Etienne Soropogui, Directeur des opérations de la commission électorale nationale indépendante (CENI)
Etienne Soropogui, Directeur des opérations de la commission électorale nationale indépendante (CENI)

La semaine dernière, le Directeur des opérations de la Commission électorale nationale indépendante (CENI) a brisé le silence. Dans un entretien exclusif qu’il a accordé à Aminata.com, Etienne Soropogui dénonce la pression des autorités exercée sur les magistrats lors des élections locales de février dernier.

Une sortie qui a soulevé un important tollé dans classe politique. Quelques heures après ces révélations, les uns et les autres s’interrogent sur le moment mis à profit par le commissaire pour condamner le parti au pouvoir. Etienne Soropogui répond à notre rédaction, pourquoi c’est maintenant qu’il dénonce des agissements qui se sont déroulés sept mois plus tôt. Lisez.

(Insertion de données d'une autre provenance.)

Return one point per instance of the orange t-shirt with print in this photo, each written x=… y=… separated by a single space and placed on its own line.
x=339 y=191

« C’est important quand on est dans ces environnements publics, à un moment donné qu’on soit en mesure de dénoncer ce genre de choses. Naturellement la question pourrait se poser pourquoi c’est maintenant je dis ça ? Pourquoi je ne l’ai pas dit à l’époque ? Ça n’a absolument rien à avoir. Je le dis maintenant à l’époque quand j’étais au courant de ces agissements de la part du pouvoir en place à l’égard de magistrats, ils avaient clos toutes les étapes liées à ce processus. J’étais tenaillé entre l’obligation de réserve que je dois avoir normalement en tant que commissaire mais aussi le devoir et ma conscience. Je crois que ma conscience a prévalu. L’objectif étant pour moi non pas de dénoncer pour dénoncer mais surtout de faire en sorte que dorénavant, ce genre de pratiques disparaissent de nos mœurs politiques surtout que nous allons encore vers d’autres élections. Nous aurons besoin de ces mêmes magistrats pour présider les PACV. Nous avons besoin de magistrats notamment au niveau de la cour constitutionnelle pour gérer les questions du contentieux. C’est important que les uns et les autres, chacun dans son positionnement puisse comprendre qu’il peut être observé et ce n’est pas bien de se laisser faire. Il faut être solide ce n’est pas évident, je sais que c’est des pères de famille. Mais il faut rester solide pour ne subir ce genre d’influences parce que ce n’est pas bien pour notre pays »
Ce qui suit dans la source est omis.